The embattled Senate President, Dr. Bukola Saraki, yesterday, adduced reasons the 13-count criminal charge the Federal Government preferred against him before the Code of Conduct Tribunal, CCT, in Abuja, should be quashed.
Saraki, who was alleged to have falsified the assets he declared while in office as the Governor of Kwara State from 2003 to 2011, insisted that the allegations levelled against him were not different from the ones that were also slammed against the erstwhile governor of Lagos state and national leader of the All Progressives Congress, APC, Asiwaju Ahmed Bola Tinubu.
In a motion he argued through his lead counsel, Chief Kanu Agabi, SAN, Saraki, urged the Justice Danladi Umar-led CCT panel to go ahead and discharge him the same way it did for Tinubu. He noted that Tinubu was freed on the premise that FG failed to fulfil necessary condition precedents capable of conferring jurisdiction on the tribunal to hear the substantive charge against the defendant.
Saraki said the same conditions have not also been met in the instant charge the government entered against him.
Specifically, he observed that the tribunal had in the case against Tinubu, stressed that the Code of Conduct Bureau, CCB, which recommended the prosecution, ought to have invited the defendant to clarify discrepancies in the assets he declared, before the charge was initiated.
Agabi said his client was never invited by the CCB to admit or deny the alleged irregularities that were discovered in four assets declaration forms he submitted to it.

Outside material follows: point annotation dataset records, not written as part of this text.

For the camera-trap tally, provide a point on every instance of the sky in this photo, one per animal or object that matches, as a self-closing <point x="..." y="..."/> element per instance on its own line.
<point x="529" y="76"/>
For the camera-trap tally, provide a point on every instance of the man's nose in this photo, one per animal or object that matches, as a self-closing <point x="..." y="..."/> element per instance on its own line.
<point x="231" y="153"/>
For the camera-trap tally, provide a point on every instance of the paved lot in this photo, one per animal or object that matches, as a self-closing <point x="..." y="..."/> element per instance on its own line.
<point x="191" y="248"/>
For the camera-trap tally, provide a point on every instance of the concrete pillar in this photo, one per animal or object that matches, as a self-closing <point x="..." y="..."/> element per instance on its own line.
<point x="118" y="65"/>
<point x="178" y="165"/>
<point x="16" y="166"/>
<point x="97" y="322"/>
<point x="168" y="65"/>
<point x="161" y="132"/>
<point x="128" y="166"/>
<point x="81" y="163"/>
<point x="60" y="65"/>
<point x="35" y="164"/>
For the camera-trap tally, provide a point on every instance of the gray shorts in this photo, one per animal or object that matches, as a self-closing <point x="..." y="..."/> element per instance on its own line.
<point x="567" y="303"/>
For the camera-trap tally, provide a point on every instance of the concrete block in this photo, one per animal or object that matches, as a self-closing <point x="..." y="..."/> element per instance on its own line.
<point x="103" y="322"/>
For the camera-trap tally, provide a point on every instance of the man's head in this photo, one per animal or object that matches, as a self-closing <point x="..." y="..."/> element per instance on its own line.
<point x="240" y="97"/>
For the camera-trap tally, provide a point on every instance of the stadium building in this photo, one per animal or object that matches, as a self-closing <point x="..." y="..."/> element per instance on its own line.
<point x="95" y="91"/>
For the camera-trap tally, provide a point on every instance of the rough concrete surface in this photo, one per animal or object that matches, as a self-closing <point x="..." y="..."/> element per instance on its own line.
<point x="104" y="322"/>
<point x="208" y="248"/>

“My lord he has not been invited up till now. That was the same reason you gave for allowing Tinubu to go home, on the ground that ten other governors were invited by the CCB to make clarifications on discrepancies in the assets they declared.
“But till now, the defendant here, who is the Senate President of this country has not been invited. It is our position that the law is not discriminatory”, Agabi submitted.
More so, Agabi queried the powers of the Attorney General of the Federation to institute the charge, a responsibility he said was legally vested on the CCB to the exclusion of any other anti-graft agency in the country.
He said the laws establishing the Bureau stipulated that any one perceived to have falsely declared his assets, must be summoned to give explanations.
“The defendant was never afforded such opportunity, not even a chance to kneel down and apologise”, Agabi stated, insisting that the charge was not only politically motivated, but also brought in bad faith. He said failure by the CCB to summon his client to give explanations was not only fatal to the charge but indicated a presumption of regularity in favour of the defendant. Maintaining that his client was denied fair hearing, Agabi contended that Saraki’s fresh application was totally different from what was earlier decided by the Supreme Court.